Diante de problemas contemporâneos tão efervescentes, que dizem
respeito à segurança e privacidade da informação, há a necessidade cada vez
maior de promover um debate ético consistente, permeado por questões
referentes à qualidade, confiabilidade e legitimidade da informação.
E no que se refere à responsabilidade social, não basta produzir
informações quantitativamente expressivas e elencar um sem número de ações
voltadas para a melhoria da qualidade de vida, assistência médica e social, apoio
à cultura, investimentos na educação ou financiamento de projetos de
preservação ambiental. O importante é realizar as mudanças culturais
necessárias que possibilitarão às organizações seguir valores éticos, capazes de
produzir a adoção de novos paradigmas e modelos administrativos, tudo isso
orientado por uma abordagem sistêmica das organizações onde os objetivos
globais, de grupo e individuais possam estar em contínua inter-relação.
Sob essa perspectiva sistêmica (SENGE, 2006), cada organização
constitui-se em um conjunto de sistemas e subsistemas perfeitamente
interconectados e ligados a um macrossistema que os envolve por completo.

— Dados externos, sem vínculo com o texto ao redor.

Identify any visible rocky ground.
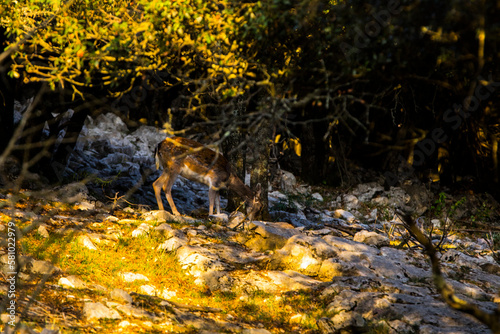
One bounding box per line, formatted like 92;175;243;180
0;115;500;334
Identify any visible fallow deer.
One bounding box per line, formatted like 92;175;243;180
153;137;262;220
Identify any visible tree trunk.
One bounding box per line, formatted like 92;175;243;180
0;27;16;154
250;126;271;220
222;131;246;212
300;123;327;184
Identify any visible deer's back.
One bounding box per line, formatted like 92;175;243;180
158;137;232;188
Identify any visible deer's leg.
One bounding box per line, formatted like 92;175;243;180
163;167;181;216
153;172;168;210
215;191;220;215
208;188;217;215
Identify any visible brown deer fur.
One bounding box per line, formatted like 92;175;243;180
153;137;262;219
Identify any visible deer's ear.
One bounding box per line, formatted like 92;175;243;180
255;183;262;197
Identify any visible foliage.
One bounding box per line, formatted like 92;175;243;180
1;0;262;99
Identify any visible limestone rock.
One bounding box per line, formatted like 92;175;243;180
83;303;122;321
353;230;390;247
110;289;132;304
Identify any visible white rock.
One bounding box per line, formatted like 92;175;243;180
157;237;188;252
139;285;158;296
353;230;390;247
77;235;97;250
334;209;356;223
37;224;49;238
57;276;87;289
311;193;323;202
110;289;132;303
119;272;149;283
83;303;122;320
132;223;151;238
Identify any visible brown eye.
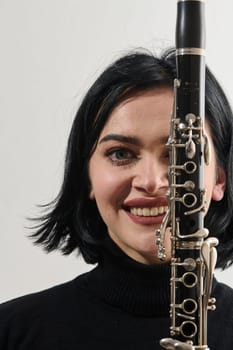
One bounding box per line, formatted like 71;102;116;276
107;148;135;165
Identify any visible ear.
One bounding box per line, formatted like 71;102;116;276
212;167;226;201
89;188;95;199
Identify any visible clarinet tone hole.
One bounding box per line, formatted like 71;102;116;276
183;272;197;288
180;321;197;338
183;299;197;315
183;193;197;208
184;161;197;174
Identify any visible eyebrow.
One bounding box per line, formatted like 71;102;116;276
99;134;168;146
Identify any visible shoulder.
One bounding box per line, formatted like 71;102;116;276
208;280;233;350
0;274;90;349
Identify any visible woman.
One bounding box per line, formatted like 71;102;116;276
0;51;233;350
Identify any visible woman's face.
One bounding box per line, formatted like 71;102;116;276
89;87;223;264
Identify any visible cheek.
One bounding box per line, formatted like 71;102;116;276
90;168;131;208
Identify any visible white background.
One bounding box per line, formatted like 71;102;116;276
0;0;233;301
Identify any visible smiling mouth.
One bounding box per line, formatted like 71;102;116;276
126;206;168;217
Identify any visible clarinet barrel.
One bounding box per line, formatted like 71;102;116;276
157;0;218;350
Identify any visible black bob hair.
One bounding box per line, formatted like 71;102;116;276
32;49;233;268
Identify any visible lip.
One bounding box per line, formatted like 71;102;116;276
125;210;165;225
123;196;167;209
123;196;167;225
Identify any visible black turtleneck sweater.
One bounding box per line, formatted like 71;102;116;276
0;242;233;350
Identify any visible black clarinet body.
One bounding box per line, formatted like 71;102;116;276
157;0;218;350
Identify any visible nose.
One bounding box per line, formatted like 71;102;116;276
132;157;168;195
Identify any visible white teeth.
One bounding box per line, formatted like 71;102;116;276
130;206;168;216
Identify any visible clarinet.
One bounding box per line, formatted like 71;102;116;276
156;0;218;350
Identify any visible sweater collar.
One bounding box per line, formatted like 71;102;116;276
88;241;170;317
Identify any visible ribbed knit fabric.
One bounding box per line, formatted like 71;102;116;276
0;244;233;350
88;242;170;317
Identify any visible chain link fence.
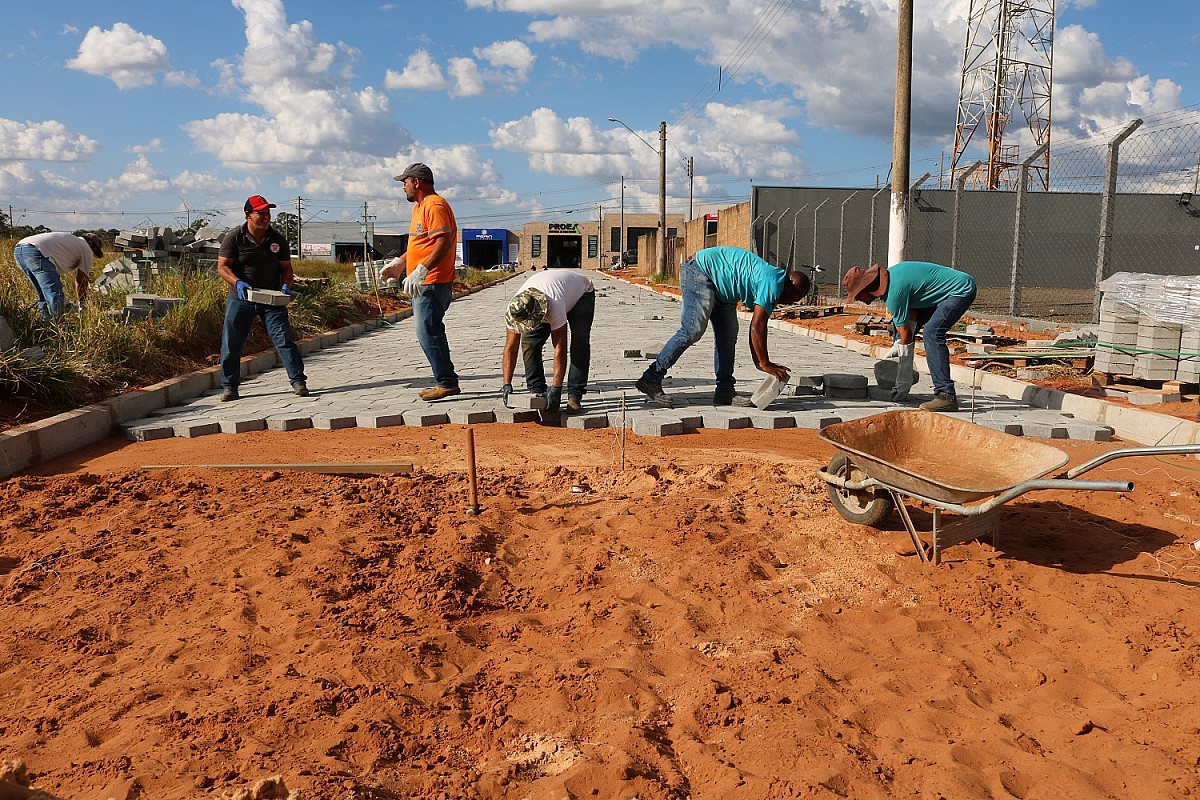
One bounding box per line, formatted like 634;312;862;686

Assim, a informação é o resultado de uma rede de interconexões que perpassa a
organização no âmbito interno e externo, num contínuo processo de
retroalimentação. Gerir a informação num contexto dessa envergadura, com a
necessária fundamentação e legitimidade ética, é fazer uso de recursos e
instrumentos dialógicos, como a pesquisa de opinião, comunidades de prática,
comitês de fábrica, grupos de trabalho colaborativo, dentre outros, objetivando
garantir a participação e a contribuição de diferentes públicos nas mudanças
estruturais pelas quais a organização terá que passar.